Par ailleurs, l’Insee indiquait en juin 2008 qu’en 2005 18% des pères séparés déclaraient ne jamais rencontrer leurs enfants âgés de moins de 25 ans contre 6% des mères enquêtées. En incluant les parents séparés qui voient leurs enfants moins d’une fois par mois, 40% des pères séparés ne voient jamais leur enfant ou alors seulement quelques fois par an tandis que 15% des mères se retrouvent dans cette situation. Ces chiffres laissent entrevoir un délitement particulièrement marqué du lien parental entre 40% des pères séparés et leur progéniture. En tout état de cause, que cette parentalité soit empêchée par les pères séparés eux-mêmes ou par des tiers, il semble clair qu’il y a là un sujet à creuser, dès lors qu’on aborde la rupture du lien filial sous un angle sexué.

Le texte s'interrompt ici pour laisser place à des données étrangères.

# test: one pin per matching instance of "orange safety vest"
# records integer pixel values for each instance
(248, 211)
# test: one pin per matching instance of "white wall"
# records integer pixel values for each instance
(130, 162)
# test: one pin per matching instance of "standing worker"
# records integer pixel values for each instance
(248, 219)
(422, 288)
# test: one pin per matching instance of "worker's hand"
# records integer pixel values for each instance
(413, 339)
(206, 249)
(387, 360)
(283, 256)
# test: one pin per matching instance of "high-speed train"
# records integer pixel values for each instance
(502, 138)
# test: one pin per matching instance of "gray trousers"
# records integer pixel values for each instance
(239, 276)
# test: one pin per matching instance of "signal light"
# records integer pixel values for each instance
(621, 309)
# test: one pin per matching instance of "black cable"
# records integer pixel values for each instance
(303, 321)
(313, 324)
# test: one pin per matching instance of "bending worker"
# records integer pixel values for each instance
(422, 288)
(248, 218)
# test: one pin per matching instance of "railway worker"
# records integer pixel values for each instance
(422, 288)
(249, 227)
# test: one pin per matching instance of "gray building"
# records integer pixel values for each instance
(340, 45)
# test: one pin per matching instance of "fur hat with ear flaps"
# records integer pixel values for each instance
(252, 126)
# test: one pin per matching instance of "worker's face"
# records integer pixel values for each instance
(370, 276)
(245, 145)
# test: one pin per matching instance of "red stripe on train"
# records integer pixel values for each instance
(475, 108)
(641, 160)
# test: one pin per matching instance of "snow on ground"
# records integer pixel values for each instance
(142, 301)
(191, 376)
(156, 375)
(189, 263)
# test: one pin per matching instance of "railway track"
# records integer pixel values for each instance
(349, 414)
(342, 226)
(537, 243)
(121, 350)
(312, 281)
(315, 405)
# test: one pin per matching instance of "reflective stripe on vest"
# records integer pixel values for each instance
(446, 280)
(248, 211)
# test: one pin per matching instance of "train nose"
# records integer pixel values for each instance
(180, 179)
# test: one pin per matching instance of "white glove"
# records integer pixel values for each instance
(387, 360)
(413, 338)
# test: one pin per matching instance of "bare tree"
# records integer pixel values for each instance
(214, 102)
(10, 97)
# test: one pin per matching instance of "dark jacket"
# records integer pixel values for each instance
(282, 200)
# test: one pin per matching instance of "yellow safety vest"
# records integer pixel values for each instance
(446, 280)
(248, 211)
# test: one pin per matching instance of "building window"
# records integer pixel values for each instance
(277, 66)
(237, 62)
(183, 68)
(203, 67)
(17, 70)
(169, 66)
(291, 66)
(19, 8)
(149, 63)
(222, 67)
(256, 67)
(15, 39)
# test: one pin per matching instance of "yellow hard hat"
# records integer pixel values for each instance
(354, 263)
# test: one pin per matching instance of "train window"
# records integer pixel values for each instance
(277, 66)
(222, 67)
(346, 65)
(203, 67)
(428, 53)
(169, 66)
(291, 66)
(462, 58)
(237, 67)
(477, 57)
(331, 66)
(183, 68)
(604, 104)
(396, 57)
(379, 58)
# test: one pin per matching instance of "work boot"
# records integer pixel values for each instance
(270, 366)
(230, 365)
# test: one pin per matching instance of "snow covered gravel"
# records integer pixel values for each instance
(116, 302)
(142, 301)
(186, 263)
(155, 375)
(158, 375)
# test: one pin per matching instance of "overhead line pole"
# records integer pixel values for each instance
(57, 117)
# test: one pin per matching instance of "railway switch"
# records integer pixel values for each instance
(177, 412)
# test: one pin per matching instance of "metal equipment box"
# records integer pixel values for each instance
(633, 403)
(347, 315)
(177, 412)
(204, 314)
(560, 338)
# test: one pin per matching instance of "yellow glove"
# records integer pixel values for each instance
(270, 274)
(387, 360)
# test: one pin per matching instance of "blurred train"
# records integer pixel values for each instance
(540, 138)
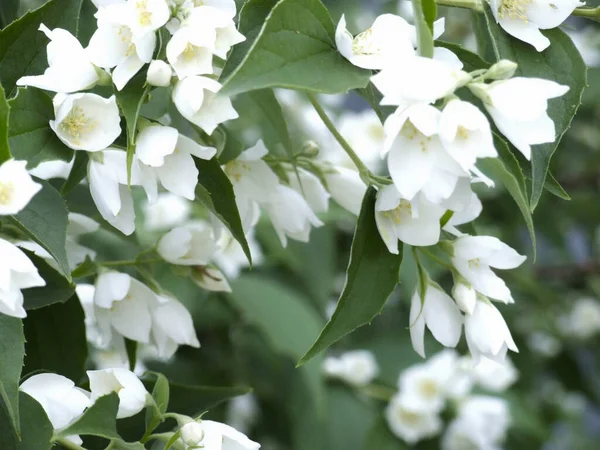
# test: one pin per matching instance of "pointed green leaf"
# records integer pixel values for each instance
(295, 48)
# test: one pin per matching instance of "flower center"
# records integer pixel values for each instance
(76, 125)
(514, 9)
(363, 44)
(144, 16)
(7, 189)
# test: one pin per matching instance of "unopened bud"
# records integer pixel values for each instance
(159, 73)
(502, 70)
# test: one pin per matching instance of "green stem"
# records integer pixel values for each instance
(468, 4)
(365, 174)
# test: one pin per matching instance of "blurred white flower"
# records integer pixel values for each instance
(131, 391)
(357, 367)
(69, 69)
(87, 121)
(17, 188)
(410, 424)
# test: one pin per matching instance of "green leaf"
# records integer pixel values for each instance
(215, 191)
(57, 290)
(100, 419)
(23, 46)
(36, 429)
(131, 99)
(371, 277)
(30, 137)
(4, 115)
(56, 340)
(45, 220)
(78, 172)
(8, 12)
(12, 350)
(295, 48)
(562, 63)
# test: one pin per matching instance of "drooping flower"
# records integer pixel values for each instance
(524, 19)
(69, 69)
(87, 122)
(439, 313)
(519, 106)
(131, 391)
(475, 255)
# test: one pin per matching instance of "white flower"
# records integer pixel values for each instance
(417, 80)
(439, 313)
(465, 133)
(475, 255)
(172, 326)
(424, 387)
(417, 160)
(487, 333)
(124, 304)
(251, 176)
(69, 69)
(132, 393)
(16, 272)
(518, 107)
(168, 211)
(524, 19)
(16, 187)
(346, 188)
(415, 222)
(386, 40)
(87, 122)
(107, 175)
(192, 244)
(409, 424)
(159, 73)
(357, 367)
(197, 100)
(310, 187)
(290, 215)
(114, 44)
(62, 401)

Or, la Revue française des affaires sociales lançait au printemps 2022 un appel à contribution sur « les parentalités empêchées » (http://drees.solidarites-sante.gouv.fr/sites/default/files/2022-05/Parentalite%CC%81s%20empe%CC%82che%CC%81es.pdf) qui s’éloignait considérablement de ce à quoi l’on devrait s’attendre dans une revue académique, à savoir une certaine objectivité scientifique, une absence de parti pris tendant à valoriser les parents d’un sexe pour dévaloriser les autres. En effet, lorsqu’on y cherche le mot « mère », l’on trouve quatre occurrences : « stigmatisant notamment les mères » ; « mères sont toujours les cibles » ; « suspectées d’être de « mauvaises mères » » ; « le devenir mère ou l’impossibilité de le devenir ».
Pour le mot « père », il y a une seule occurrence : « la persistance des questions sur la possibilité pour les couples de femmes de se passer de la figure tutélaire du père ».
Pour le mot « femmes », la recherche donne huit occurrences, parmi lesquelles on trouve « femmes célibataires », « couples de femmes » (2 fois), « femmes jugées trop jeunes/vieilles », « stérilisation de femmes avec une déficience mentale », « l’autonomie des femmes », « les injonctions […] pèsent plus fortement sur les femmes », « émancipation des femmes »…
Quant au mot « hommes », il n’y a qu’une seule occurrence : « L’éloignement des hommes peut par exemple conduire à une forme d’émancipation des femmes par rapport à la domination masculine ».
En résumé, les mots « femme » et « mère », plus fréquemment mentionnés, sont associés à du positif, renvoyant à l’émancipation ou encore à la lutte contre les stéréotypes ou les discriminations, alors que les mots « père » et « homme » n’apparaissent que très peu et uniquement pour signifier qu’ils doivent être évincés de la famille pour faire disparaître le patriarcat ou la domination masculine, ce alors même que la statistique montre que le lien parent-enfant est déjà plus fragile pour les pères séparés que pour les mères dans le même cas.
Une revue encourageant clairement une orientation valorisante pour les mères et les femmes, et dépréciative pour les pères et les hommes, mérite-t-elle encore le statut de revue scientifique ? N’y a-t-il pas là une confusion des arènes du militantisme et de la recherche que le monde académique se doit au contraire de distinguer?